There is Good News on the Horizon for Small Businesses
Though businesses have been through hell and back over the past few years, the Canadian economy – like small business owners – is resilient. While inflation is still high, CFIB’s latest economic forecasts suggest we’re headed toward a slowdown rather than a recession in the short term. This seems to be confirmed by the Bank of Canada’s recent decision to hold its policy interest rate at 4.5%, with Governor Tiff Macklem saying it is encouraging to see inflation decline. As we head into the busy summer months, this is cause for cautious optimism.
But more can be done to help small businesses and ensure Canada’s strong economic recovery. The federal government needs to be bold and CFIB has several recommendations on what needs to be done now.
“Reduce the regulatory burden on small businesses and prioritize regulatory modernization.”

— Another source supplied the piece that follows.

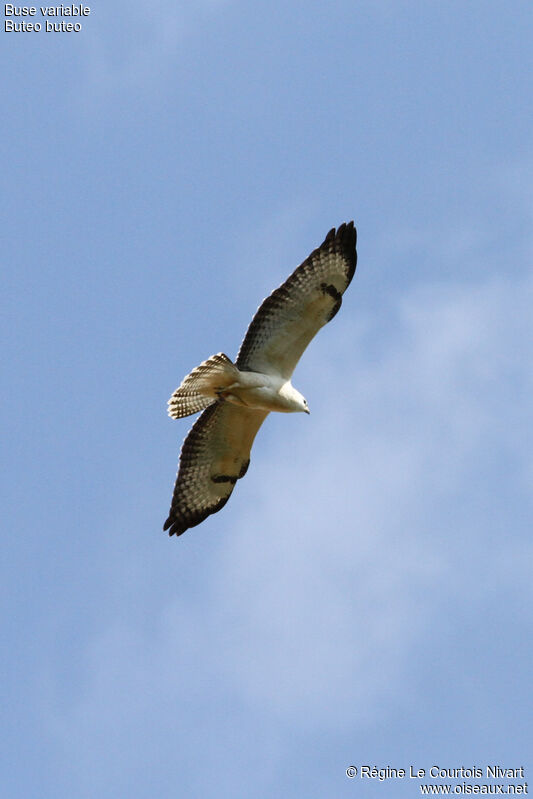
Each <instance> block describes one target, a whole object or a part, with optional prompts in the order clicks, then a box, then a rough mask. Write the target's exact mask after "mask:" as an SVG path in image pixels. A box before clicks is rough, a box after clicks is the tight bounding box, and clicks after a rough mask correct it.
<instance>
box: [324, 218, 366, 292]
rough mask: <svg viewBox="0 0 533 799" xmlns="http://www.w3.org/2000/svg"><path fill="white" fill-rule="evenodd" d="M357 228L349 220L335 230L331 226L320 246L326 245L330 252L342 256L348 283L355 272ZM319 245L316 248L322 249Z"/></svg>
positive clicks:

These are CFIB’s recommendations to Ottawa:
- On CEBA: Extend the CEBA repayment deadline to the end of 2025, increase the forgivable portion of the CEBA loan to at least 50% and ensure that all CEBA loan recipients who received it in good faith but are now deemed ineligible get to keep the forgivable portion.
- On merchant fees: Lower merchant fees to no more than 1% of the total sale, ensure fees for e-commerce are kept low to allow small firms to compete online, and protect low-cost Interac debit and the Credit Card Code of Conduct.

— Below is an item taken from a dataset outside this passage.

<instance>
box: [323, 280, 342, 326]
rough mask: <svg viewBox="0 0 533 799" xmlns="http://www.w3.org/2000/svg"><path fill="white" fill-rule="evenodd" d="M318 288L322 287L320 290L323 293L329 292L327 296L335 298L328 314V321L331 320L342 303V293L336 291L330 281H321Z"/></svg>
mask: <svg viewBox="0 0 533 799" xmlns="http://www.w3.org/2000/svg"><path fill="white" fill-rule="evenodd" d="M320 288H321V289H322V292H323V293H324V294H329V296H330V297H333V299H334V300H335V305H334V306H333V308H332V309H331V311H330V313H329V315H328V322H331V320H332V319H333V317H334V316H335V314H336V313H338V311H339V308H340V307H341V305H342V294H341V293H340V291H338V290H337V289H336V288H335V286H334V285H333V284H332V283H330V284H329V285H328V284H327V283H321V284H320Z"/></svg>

- On red tape: Reduce the regulatory burden on small businesses and prioritize regulatory modernization.
- On carbon pricing: Pause carbon price increases, immediately return $2.5B in federal carbon tax revenues collected from small businesses since 2019, and reconsider the entire carbon pricing strategy with a focus on technology and other approaches to reduce greenhouse gas emissions.
- On federal taxes: Lower the federal small business tax rate from 9% to 8%, at least for the next two years, and increase the small business deduction threshold from $500,000 to $600,000, followed by indexing it to inflation.
- On payroll taxes: Introduce a targeted Employment Insurance (EI) credit for small businesses to lower a small employer’s premium rate from 1.4 times the rate of the employee to the same rate paid by the employee.
- On labour shortages: Help businesses deal with the shortage of labour by simplifying immigration processes, incentivizing investment in automation, and introducing fiscal measures to encourage older workers to stay or return to the workforce (including making EI voluntary for them).
Small businesses across all sectors and regions are battling high inflation, heavy tax burdens, rising property taxes, and massive COVID debt levels. It is time governments take the well-being of small businesses into consideration and commit to making the environment for entrepreneurs a positive one, not making it even tougher.